Dubai is just the place to revive the World Expo as a world-class event. But there are other good reasons to take notice. Dubai is different. It’s not your father’s sort of Middle Eastern city-state. It has no oil — at least, not anymore. Its economy seems to run on brainpower and financial risk. City planners cook up dicey schemes — like launching an airline, digging a gargantuan port from the coastline, or attracting a World Expo — and they simply make them happen. Unlike the Middle East we know from the media, Dubai was never the kind of place that attracted coup-plotters, terrorists or radicals. Politics, in fact, is mostly illegal in Dubai and in the rest of the United Arab Emirates, the Maine-sized country where Dubai is located.

Not so long ago, Dubai was a poor smuggling village. Until the 1960s it had no electricity, no running water and no paved roads. At night, Dubai was so dark that passengers flying overhead would never even know it existed. Some of the people responsible for Dubai’s winning World Expo bid grew up in shacks made of palm fronds.

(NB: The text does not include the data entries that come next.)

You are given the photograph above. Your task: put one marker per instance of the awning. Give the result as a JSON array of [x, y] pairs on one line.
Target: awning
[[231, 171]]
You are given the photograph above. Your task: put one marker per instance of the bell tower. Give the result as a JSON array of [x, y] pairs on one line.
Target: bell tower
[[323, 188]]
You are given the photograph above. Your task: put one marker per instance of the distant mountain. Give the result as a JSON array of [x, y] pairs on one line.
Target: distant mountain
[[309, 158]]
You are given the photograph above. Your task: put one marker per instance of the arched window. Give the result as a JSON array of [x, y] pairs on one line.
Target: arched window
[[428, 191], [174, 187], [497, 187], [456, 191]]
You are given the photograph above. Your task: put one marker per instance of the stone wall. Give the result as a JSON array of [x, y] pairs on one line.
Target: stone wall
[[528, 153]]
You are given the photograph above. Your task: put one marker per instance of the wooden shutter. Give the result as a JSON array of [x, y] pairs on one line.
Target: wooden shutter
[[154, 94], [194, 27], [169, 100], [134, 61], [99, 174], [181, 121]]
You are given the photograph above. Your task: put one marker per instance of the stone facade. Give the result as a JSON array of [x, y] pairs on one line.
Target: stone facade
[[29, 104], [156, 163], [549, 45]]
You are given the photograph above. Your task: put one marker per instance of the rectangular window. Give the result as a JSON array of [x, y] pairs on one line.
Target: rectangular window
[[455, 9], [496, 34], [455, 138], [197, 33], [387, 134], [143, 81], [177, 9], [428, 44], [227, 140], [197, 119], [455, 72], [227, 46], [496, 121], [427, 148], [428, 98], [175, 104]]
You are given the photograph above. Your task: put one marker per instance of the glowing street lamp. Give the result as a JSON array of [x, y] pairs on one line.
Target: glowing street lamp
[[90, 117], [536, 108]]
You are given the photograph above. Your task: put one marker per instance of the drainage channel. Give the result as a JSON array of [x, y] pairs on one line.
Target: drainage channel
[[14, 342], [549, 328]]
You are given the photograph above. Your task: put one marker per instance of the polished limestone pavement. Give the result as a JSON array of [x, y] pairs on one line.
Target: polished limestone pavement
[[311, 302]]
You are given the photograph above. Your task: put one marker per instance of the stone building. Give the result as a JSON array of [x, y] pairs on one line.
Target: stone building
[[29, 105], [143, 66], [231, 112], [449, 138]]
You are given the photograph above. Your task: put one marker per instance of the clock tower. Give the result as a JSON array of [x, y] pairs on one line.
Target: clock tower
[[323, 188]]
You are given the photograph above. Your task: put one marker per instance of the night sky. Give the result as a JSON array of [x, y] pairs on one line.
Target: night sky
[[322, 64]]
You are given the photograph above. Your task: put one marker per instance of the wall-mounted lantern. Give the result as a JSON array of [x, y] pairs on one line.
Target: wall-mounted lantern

The audacity of choosing a city that was so poor so recently to host a World Expo provides a great opportunity to improve our understanding of the Middle East, so often written off as a war zone. You can’t run a World’s Fair in a war zone. You need political stability, and that’s why Dubai makes a great choice.

Dubai also has the more mundane attributes that Expo organizers crave. It has one of the world’s largest airlines, Emirates, and one of its busiest airports. It can handle huge numbers of visitors, and it tends to treat them well. It has a vast trove of luxury hotel rooms, many overlooking its 40 miles of beaches. And it has a sleek new metro rail system that whisks you to the sights.

What Dubai lacks is more pressing. The city, like the rest of the region, has almost no legal protection or minimum wage for its workers. It is also one of the world’s most unpleasant places to be outdoors during the summer, and that is the season when the underpaid men building the city so often pay for that opportunity with their health, sometimes their lives. The Expo organizers must be careful not to perpetuate these injustices by securing better pay and living and working conditions for the people who build and operate the World Expo.

After all, these are the folks who will carry out the work required to make us say, “Are you kidding me?”

Jim Krane is the Baker Institute’s Wallace S. Wilson Fellow for Energy Studies. He is a longtime journalist who worked in the Persian Gulf, Iraq and Afghanistan, and is author of the book “City of Gold: Dubai and the Dream of Capitalism.”